Abstract:Current machine learning (ML)-based algorithms for filtering electroencephalography (EEG) time series data face challenges related to cumbersome training times, regularization, and accurate reconstruction. To address these shortcomings, we present an ML filtration algorithm driven by a logistic covariance-targeted adversarial denoising autoencoder (TADA). We hypothesize that the expressivity of a targeted, correlation-driven convolutional autoencoder will enable effective time series filtration while minimizing compute requirements (e.g., runtime, model size).
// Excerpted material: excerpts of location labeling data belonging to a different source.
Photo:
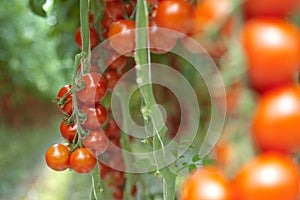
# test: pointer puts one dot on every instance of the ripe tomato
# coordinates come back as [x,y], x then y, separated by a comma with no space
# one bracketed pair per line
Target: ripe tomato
[116,61]
[82,161]
[157,35]
[206,183]
[176,15]
[122,36]
[65,103]
[268,176]
[94,38]
[94,88]
[276,120]
[270,8]
[97,142]
[68,131]
[272,49]
[96,116]
[209,14]
[57,157]
[112,78]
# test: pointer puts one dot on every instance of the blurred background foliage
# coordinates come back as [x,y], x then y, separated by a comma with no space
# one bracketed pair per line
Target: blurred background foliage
[36,55]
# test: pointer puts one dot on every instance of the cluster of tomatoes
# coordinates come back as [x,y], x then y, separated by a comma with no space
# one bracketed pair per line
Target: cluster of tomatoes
[271,45]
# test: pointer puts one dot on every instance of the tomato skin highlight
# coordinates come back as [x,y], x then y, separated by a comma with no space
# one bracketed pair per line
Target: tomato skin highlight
[272,49]
[57,157]
[270,8]
[82,161]
[176,15]
[96,116]
[276,121]
[268,176]
[206,183]
[67,102]
[122,36]
[94,88]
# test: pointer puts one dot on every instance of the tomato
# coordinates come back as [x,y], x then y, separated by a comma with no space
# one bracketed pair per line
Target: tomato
[206,183]
[116,61]
[262,8]
[65,103]
[57,157]
[122,36]
[95,116]
[94,88]
[82,161]
[210,14]
[272,49]
[156,36]
[268,176]
[96,142]
[68,131]
[276,120]
[112,78]
[94,38]
[176,15]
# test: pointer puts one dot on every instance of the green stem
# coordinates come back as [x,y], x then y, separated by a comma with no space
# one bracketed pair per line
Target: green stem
[143,67]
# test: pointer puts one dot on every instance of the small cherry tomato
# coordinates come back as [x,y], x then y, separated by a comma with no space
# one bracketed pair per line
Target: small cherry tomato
[206,183]
[68,131]
[82,161]
[65,99]
[95,116]
[57,157]
[97,142]
[122,36]
[268,176]
[94,88]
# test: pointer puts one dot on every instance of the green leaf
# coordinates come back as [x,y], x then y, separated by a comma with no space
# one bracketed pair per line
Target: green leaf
[142,164]
[196,158]
[36,7]
[192,168]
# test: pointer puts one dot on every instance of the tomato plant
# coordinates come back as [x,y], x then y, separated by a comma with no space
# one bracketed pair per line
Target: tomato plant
[276,120]
[266,42]
[82,161]
[206,183]
[268,176]
[92,88]
[122,36]
[57,157]
[65,99]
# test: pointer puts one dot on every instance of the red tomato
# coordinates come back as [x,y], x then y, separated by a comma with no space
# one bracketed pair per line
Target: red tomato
[96,142]
[268,176]
[272,49]
[209,14]
[112,78]
[270,8]
[157,35]
[68,131]
[206,183]
[122,36]
[94,38]
[57,157]
[82,161]
[65,103]
[116,61]
[276,120]
[176,15]
[95,116]
[94,88]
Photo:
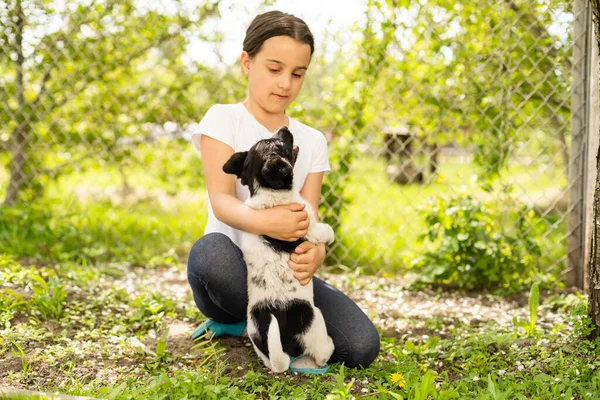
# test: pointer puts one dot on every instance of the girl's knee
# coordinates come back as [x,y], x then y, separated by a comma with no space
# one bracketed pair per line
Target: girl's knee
[365,350]
[206,252]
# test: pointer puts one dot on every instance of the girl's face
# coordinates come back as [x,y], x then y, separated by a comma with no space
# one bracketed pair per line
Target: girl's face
[276,72]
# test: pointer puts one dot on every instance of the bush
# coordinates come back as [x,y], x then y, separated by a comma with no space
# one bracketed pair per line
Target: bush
[477,246]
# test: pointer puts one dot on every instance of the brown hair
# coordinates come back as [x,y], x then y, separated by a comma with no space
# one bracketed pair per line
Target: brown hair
[276,23]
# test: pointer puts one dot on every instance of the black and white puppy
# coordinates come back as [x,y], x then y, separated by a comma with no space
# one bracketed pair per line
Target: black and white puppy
[283,321]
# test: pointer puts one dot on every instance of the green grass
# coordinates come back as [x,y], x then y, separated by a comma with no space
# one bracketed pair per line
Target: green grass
[87,350]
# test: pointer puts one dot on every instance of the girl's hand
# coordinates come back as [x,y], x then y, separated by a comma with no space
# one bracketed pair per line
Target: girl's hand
[288,222]
[305,261]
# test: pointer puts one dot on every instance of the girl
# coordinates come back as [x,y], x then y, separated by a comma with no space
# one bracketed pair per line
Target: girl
[276,54]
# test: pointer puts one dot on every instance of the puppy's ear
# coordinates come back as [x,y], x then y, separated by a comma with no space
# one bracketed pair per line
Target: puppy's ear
[235,163]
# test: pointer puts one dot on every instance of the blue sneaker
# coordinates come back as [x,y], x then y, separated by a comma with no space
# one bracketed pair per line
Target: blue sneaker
[301,370]
[219,329]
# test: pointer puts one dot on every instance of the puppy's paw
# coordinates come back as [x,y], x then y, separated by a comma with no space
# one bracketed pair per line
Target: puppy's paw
[321,233]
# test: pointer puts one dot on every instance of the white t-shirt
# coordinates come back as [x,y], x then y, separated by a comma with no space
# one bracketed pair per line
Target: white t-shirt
[233,125]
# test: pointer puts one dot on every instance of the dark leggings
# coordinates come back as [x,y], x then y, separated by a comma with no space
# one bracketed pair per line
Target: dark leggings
[217,275]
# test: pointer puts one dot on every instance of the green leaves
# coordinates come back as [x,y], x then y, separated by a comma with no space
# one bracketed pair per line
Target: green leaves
[475,248]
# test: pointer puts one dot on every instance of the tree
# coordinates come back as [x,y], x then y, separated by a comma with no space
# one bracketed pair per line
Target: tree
[78,76]
[594,264]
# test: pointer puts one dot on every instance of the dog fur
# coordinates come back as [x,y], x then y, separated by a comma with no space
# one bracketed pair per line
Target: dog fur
[283,321]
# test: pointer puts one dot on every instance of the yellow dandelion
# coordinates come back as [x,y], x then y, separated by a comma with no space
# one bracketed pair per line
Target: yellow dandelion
[398,379]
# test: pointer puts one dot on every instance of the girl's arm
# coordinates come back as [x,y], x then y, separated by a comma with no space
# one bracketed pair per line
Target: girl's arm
[307,257]
[288,222]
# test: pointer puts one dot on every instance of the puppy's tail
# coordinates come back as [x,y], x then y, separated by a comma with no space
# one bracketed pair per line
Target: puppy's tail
[279,360]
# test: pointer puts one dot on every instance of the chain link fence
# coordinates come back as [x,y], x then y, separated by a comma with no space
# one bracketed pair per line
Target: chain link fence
[418,100]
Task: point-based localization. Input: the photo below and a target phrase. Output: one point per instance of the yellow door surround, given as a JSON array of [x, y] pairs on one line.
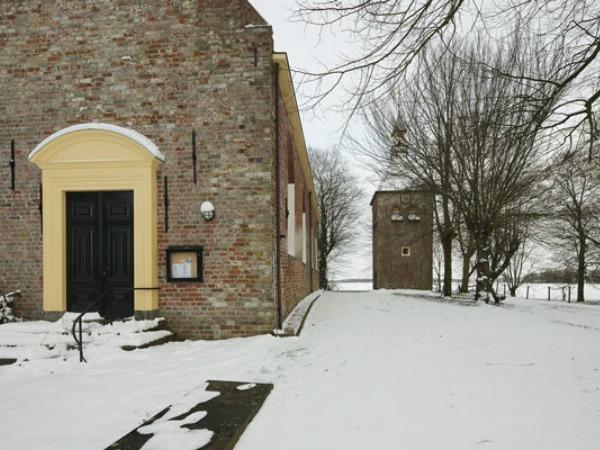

Furthermore, we expect that adversarial training with covariance rescaling will minimize signal degradation. To test this hypothesis, a TADA system prototype was trained and evaluated on the task of removing electromyographic (EMG) noise from EEG data in the EEGdenoiseNet dataset, which includes EMG and EEG data from 67 subjects. The TADA filter surpasses conventional signal filtration algorithms across quantitative metrics (Correlation Coefficient, Temporal RRMSE, Spectral RRMSE), and performs competitively against other deep learning architectures at a reduced model size of less than 400,000 trainable parameters. Further experimentation will be necessary to assess the viability of TADA on a wider range of deployment cases.